Review: Alex Delaware and Milo Sturgis are back... and the results are entertaining but forgettable. This is a good listen; well-performed, and holds your interest. But for those of us who've read a lot of Kellerman, he's become master of the three-sentence-fragments-followed-by-a-rhetorical-question gimmick. Like this:

Scripted plot. Increasingly flat characters. Stagnant formula. Time to get out of a rut?

Rating: 4 stars
Summary: Back from the Dead
Review: After the last installment, "Monster", this series was near death. But Kellerman has returned to basics and found an interesting family that keeps us hooked to his story. Secondary characters are strong, and at least one could have told a fascinating version from his own point of view. A good read.

Rating: 1 stars
Summary: Don't pad Kellerman's wallet...
Review: ...by buying this book! Kellerman's not my style to begin with, but he's done much better. Like James "Book-A-Week" Patterson, Kellerman has plied out a shamefully ill-written novel to cash in on his name. To keep it simple, you have about 30 pages of actual "Dr. Death", 200+ pages of pointless swerve material with un-interesting characters with little revelance to the ending(other than for Kellerman to flex his rather bland and suspect "psych profiling" style), and 30 end pages with a blink and you missed it wrap-up and tawdry "hot button" ending. Beyond the pale, Kellerman also chooses to plug a former work ("Billy Jack") in several scenes that add NOTHING to the story. Sticking a blatant commercial in a book is pretty low from such a "big name" author. Do yourself a favor and stay away from this, send a message to Jonathan Kellerman that his fans want quality in his works, not quantity.

Rating: 4 stars
Summary: Alex and Milo solve another one
Review: I agree with the reader from Seattle. Mr. Kellerman has a lot to learn about fat people. The wife/mother who gains a lot of weight to punish herself is described as grotesque, yet she only weighs around 200 pounds.

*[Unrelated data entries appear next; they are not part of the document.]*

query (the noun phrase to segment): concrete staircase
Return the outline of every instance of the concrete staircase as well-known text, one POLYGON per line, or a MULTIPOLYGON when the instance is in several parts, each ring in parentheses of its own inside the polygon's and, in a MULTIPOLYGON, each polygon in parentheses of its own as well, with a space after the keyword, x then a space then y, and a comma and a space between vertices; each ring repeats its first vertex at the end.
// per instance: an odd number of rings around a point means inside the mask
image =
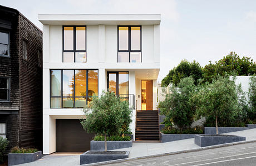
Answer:
POLYGON ((135 141, 160 140, 158 111, 137 111, 135 141))

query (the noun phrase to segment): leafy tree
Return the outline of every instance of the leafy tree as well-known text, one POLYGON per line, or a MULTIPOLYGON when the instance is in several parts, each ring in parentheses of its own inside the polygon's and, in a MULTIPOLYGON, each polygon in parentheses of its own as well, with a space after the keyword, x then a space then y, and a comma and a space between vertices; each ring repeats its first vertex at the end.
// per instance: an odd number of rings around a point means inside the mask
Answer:
POLYGON ((204 81, 211 82, 218 75, 226 74, 236 75, 253 75, 256 74, 256 64, 250 58, 240 58, 235 52, 231 52, 215 64, 205 65, 203 69, 204 81))
POLYGON ((177 86, 170 88, 165 100, 159 102, 161 112, 166 116, 166 125, 173 122, 179 128, 190 127, 194 120, 195 107, 190 98, 196 90, 193 78, 182 79, 177 86))
POLYGON ((202 85, 191 97, 191 102, 196 104, 196 116, 214 117, 216 134, 219 134, 218 121, 221 118, 234 119, 242 112, 239 103, 238 89, 234 80, 227 77, 218 76, 211 84, 202 85))
POLYGON ((202 69, 198 63, 195 60, 192 63, 186 60, 181 60, 177 67, 170 70, 166 76, 163 79, 161 85, 162 87, 166 87, 171 82, 177 85, 181 79, 190 76, 194 78, 194 84, 196 85, 201 78, 202 74, 202 69))
POLYGON ((107 135, 120 136, 122 127, 127 127, 131 122, 128 110, 127 102, 122 102, 113 92, 104 91, 100 97, 93 97, 90 108, 83 109, 86 119, 81 123, 87 132, 104 136, 106 151, 107 135))

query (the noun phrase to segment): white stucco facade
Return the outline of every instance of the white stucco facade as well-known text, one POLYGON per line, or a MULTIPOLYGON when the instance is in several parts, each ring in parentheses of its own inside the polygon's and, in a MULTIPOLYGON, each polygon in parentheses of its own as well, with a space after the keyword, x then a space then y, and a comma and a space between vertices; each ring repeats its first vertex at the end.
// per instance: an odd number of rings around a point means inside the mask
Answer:
MULTIPOLYGON (((56 152, 56 119, 80 119, 81 108, 50 108, 51 69, 98 70, 100 95, 107 90, 107 71, 129 72, 129 94, 140 110, 141 81, 152 80, 153 109, 156 109, 160 66, 160 14, 40 14, 43 24, 43 153, 56 152), (86 25, 86 63, 62 63, 63 25, 86 25), (141 26, 141 63, 117 63, 117 25, 141 26)), ((135 133, 135 110, 130 128, 135 133)))

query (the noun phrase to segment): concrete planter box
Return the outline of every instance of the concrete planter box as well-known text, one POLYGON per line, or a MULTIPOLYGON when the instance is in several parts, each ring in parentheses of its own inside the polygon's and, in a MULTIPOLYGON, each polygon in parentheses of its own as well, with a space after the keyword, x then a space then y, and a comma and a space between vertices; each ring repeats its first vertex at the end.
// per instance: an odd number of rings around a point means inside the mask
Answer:
POLYGON ((194 137, 195 134, 164 134, 160 132, 161 142, 167 142, 184 139, 193 138, 194 137))
POLYGON ((42 158, 42 151, 33 153, 9 153, 8 165, 14 165, 35 161, 42 158))
POLYGON ((245 141, 245 137, 232 135, 229 137, 195 135, 195 143, 201 147, 243 141, 245 141))
MULTIPOLYGON (((256 127, 252 124, 250 126, 250 127, 218 127, 219 134, 234 132, 236 131, 239 131, 242 130, 245 130, 251 129, 256 127)), ((256 126, 256 125, 255 125, 256 126)), ((216 134, 216 128, 215 127, 204 127, 204 134, 216 134)))
POLYGON ((117 160, 123 158, 127 158, 130 152, 125 151, 125 154, 87 154, 87 153, 92 151, 87 151, 80 155, 80 165, 105 161, 117 160))
MULTIPOLYGON (((131 147, 132 141, 107 141, 107 151, 131 147)), ((91 141, 91 151, 105 151, 105 142, 91 141)))

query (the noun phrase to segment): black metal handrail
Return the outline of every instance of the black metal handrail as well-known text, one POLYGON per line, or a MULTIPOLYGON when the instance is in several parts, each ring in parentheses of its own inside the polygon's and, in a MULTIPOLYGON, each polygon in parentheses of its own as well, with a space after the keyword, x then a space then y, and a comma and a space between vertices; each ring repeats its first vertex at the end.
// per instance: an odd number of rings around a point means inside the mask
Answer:
POLYGON ((134 95, 125 94, 125 95, 116 95, 122 101, 127 101, 129 103, 129 109, 135 109, 134 106, 134 95))

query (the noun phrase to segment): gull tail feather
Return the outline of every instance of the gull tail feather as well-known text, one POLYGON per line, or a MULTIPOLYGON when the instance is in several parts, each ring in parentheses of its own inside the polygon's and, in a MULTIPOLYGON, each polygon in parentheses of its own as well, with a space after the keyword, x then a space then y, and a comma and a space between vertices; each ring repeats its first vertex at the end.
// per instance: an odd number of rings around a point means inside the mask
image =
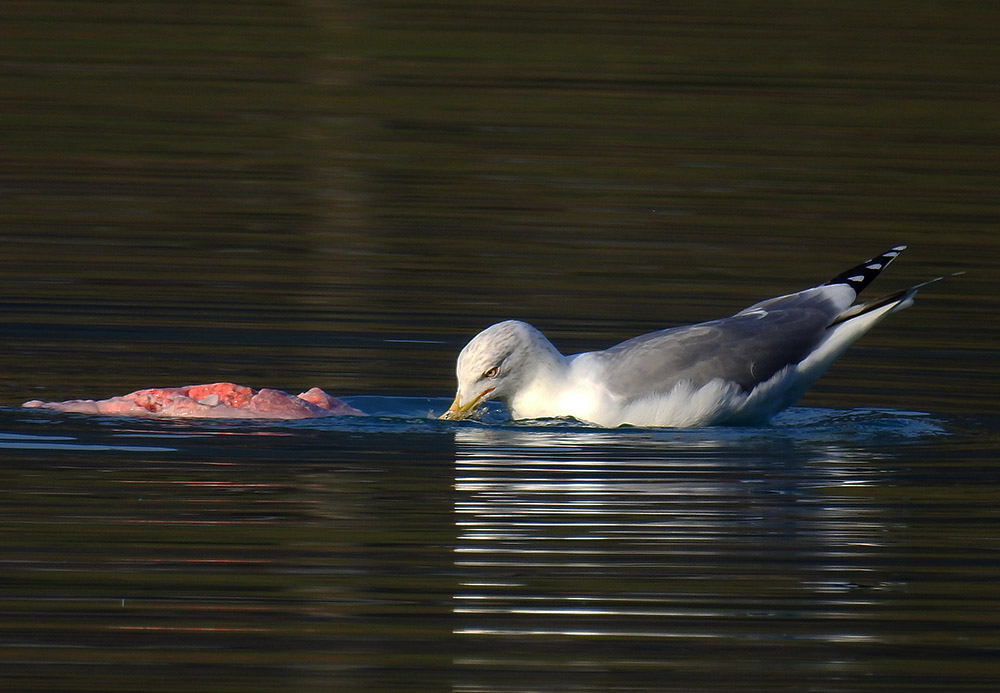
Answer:
POLYGON ((891 294, 886 294, 885 296, 880 296, 876 299, 872 299, 866 303, 859 303, 857 305, 851 306, 843 313, 834 318, 827 329, 845 323, 848 320, 853 320, 854 318, 870 313, 873 310, 878 310, 884 306, 890 306, 889 312, 894 312, 897 310, 902 310, 913 305, 913 297, 916 295, 920 289, 931 284, 936 284, 942 279, 948 279, 949 277, 957 277, 960 274, 965 274, 965 272, 953 272, 952 274, 942 275, 940 277, 934 277, 934 279, 928 279, 925 282, 920 282, 911 286, 909 289, 901 289, 900 291, 893 291, 891 294))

One character even suggests that she would need help to leave her bedroom!!! Really!!!! A person, depending on their height, would have to reach 400 or 500 pounds, maybe more, before becoming immobile. Lots of people in the 200 to 300 pound range get around just fine and lead normal, active lives. Mr. Kellerman should do a little more research on obesity before writing about it again.

Rating: 3 stars
Summary: Not one of Kellerman's best
Review: This is not one of Kellerman's best books, but I was not disappointed to read it. I have to read all Kellerman's books!

Rating: 1 stars
Summary: Not up to snuff - and fat phobic
Review: I usually really like Jonathan Kellerman's books, but the psychological understanding in this book was limited at best. Although it's a current topic ("assisted suicide"), the author really didn't add much to the topic. I also found very offensive the presentation of one of the characters who had, as Kellerman described it, gone to bed and eaten until she had almost doubled her weight. She was presented in a very unsympathetic view - almost as if she was a criminal, and most of the other characters seemed to be horrified by how fat she had gotten, as if being fat were a mortal sin. I'd expect a little more psychological understanding from Kellerman. I found that the book left a bad taste in my mouth (or in my mind).